Ożeniony ze szlachcianką (97)4 min czytania

23.01.2023

Pod drzewami dookoła rezerwuaru wodnego w Bostonie „Klub spacerujących kobiet” zainstalował wspomnieniowe ławeczki. Gdy ktoś ze spacerowiczów umiera, rodzina lub przyjaciele wykupują wpisy grawerowane na metalowych tabliczkach. Zwalniając kroku, czytamy:

Na tej ławce nasi rodzice skradli sobie pierwsze pocałunki. / Suzie szła tędy ku słońcu, ale najbardziej lubiła sobie tu usiąść. / John i Mary spacerowali, trzymając się za ręce, teraz to robią na wieczność / Ojciec zostawił nam motto: „Bądź sprawiedliwy”.

Gdy huragan Sandy (zdrobniałe imię Aleksandra), którego nazywamy Olesiem, zbliża się do statuy wolności, żeby później uderzyć w plaże Massachusetts, ujawniają się różnice w naszych poglądach na pogodę.

Ja, optymista, na spodziewaną ulewę wyszedłbym bez szalika i nakrycia głowy, szlachcianka — pesymistka, po pierwszej deszczowej kropelce, wróciłaby do domu, żeby zaopatrzyć się w dwie parasolki, jedna na mżawkę, drugą, jak lunie, a do torebki włożyłaby pelerynkę i dodatkowe wdzianko, na wypadek, gdyby temperatura spadła o dalsze kilka stopni.

Oglądamy kanał pogodowy.

Ja: — Huragany lubią bujać się nad falami oceanów, bo tam jest im przestronnie, ziemia przeszkadza im się rozwijać.

Ona: — Nie wiedziałam, że na huraganach też się znasz. A o przymusowej ewakuacji ludzi w Manhattanie nie przeczytałeś?

Ja: — Nie ma siły, żeby ktoś ich do czegoś zmusił w kraju rozpasanej wolności osobistej.

Ona: — Socjologiem też jesteś? A jako doświadczony energetyk, pewnie nie wierzysz, że linie wokół naszego domu mogą być zerwane, jak to zdarzyło się już kilka razy i ciemności mogą trwać kilka dni, trzeba dokupić trochę świec.

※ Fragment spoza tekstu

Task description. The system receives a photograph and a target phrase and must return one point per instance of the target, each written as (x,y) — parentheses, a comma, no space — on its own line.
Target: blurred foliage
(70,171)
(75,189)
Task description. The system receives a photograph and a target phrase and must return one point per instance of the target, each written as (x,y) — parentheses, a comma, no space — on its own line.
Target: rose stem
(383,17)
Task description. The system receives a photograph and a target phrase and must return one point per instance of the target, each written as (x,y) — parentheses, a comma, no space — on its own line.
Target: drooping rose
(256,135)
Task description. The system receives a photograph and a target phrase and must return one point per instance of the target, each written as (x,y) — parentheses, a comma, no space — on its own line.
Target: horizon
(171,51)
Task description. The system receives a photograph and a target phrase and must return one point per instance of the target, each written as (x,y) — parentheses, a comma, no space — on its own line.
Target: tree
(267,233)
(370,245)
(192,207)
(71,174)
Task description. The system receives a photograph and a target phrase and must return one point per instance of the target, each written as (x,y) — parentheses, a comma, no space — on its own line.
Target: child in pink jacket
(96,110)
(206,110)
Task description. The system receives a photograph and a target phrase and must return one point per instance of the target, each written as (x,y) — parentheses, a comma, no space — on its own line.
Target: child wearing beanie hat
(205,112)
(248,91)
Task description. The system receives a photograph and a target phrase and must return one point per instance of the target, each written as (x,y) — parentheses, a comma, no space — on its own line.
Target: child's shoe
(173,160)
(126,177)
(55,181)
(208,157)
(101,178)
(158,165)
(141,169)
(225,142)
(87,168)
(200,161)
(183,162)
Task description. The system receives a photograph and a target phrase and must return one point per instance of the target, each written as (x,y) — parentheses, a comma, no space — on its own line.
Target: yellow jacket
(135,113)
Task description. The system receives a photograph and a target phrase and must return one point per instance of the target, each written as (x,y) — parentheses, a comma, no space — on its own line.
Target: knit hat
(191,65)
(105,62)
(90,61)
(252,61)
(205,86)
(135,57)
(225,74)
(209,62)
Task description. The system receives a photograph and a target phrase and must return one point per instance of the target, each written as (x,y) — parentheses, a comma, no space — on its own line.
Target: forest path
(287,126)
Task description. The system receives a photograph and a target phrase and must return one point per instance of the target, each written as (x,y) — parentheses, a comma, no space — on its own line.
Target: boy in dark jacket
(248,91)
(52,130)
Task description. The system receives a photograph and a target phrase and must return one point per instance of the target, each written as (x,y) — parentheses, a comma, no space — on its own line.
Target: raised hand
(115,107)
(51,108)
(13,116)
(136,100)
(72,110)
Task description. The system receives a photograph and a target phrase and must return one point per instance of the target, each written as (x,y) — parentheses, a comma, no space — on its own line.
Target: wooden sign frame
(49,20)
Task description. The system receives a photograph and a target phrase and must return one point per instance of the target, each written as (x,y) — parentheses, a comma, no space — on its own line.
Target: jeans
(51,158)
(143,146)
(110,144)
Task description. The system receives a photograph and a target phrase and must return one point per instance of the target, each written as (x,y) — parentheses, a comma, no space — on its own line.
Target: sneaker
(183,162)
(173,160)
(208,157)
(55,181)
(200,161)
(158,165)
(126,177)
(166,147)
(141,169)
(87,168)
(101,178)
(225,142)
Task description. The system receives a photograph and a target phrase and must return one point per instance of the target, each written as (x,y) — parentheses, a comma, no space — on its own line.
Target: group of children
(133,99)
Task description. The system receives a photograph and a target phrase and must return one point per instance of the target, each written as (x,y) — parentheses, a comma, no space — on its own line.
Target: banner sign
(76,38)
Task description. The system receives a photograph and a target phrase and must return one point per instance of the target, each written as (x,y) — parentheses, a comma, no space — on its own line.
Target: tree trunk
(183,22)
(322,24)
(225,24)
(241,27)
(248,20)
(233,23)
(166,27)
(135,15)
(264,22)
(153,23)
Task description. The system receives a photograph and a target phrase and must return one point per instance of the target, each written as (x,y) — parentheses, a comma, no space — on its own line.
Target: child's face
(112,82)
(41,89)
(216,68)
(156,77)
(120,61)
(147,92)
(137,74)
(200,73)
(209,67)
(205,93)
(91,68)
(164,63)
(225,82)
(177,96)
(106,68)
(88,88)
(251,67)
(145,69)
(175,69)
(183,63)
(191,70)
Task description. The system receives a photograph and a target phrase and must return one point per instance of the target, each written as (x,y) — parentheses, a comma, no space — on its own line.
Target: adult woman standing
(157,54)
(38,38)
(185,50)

Ja: — Masz racje, te antyczne słupy elektryczne łatwo się kiwają, więc liczę na pewne ciemności, ale ostatnio wystarczyło nam świec, po dwie w każdym pokoju.

Ona: — Tym razem potrzebne są dłuższe świece, wiatr ma być 75 mil na godzinę, pójdę kupić radio na baterie, mieliśmy dwa, ale nie mogę ich znaleźć.

Ja: — Jak zgaśnie światło, komórki będą wciąż działać, są na baterie.

Ona: — A jak wyczerpią się baterie?

Ja: — Pójdziemy do sąsiadów pożyczyć.

Ona: — Tak, już widzę, jak cię wiatr znosi na drugi chodnik.

Ja: — Będziemy stać w oknie i przyglądać się rozwojowi sytuacji, huragan nad Bostonem nie utrzyma się dłużej niż jeden dzień, ocierając się o ląd, ubędzie mu siły.

Naszych gości z Bed and Breakfast unieruchomionych przez Sandy zaprosiliśmy na huraganowy obiad: zupa dyniowa — marchewkowa z grzankami, reminiscencje bigosu przez połączenie polskiej kiełbasy z francuskim ratatujem, do tego kasza-pęczak, mizeria, ale bez śmietany, na deser tort z malinami na wierzchu i łyżka lodów śmietankowych.

Australijczyk Jonathan, emerytowany anestezjolog z Florydy, z żoną i dwójką dzieci znalazł się w Stanach 40 lat temu. Po tym, jak rzuciła go żona Australijka, poznał rozwiedzioną Amerykankę. Przyjeżdżają do nas co rok odwiedzić wnuki: on ma ich troje, ona dwoje. Barbara spędza huraganową noc z tymi wnukami, a Jonathan u nas.

Johann, który nie mógł wytrzymać prowincjonalnej Holandii, od 11 lat mieszka w Anglii, gdzie jest profesorem na uniwersytecie w Manchester. Do Bostonu przyjechał, żeby zaprosić kogoś z Harvardu do współpracy nad projektem visual neurosurgery.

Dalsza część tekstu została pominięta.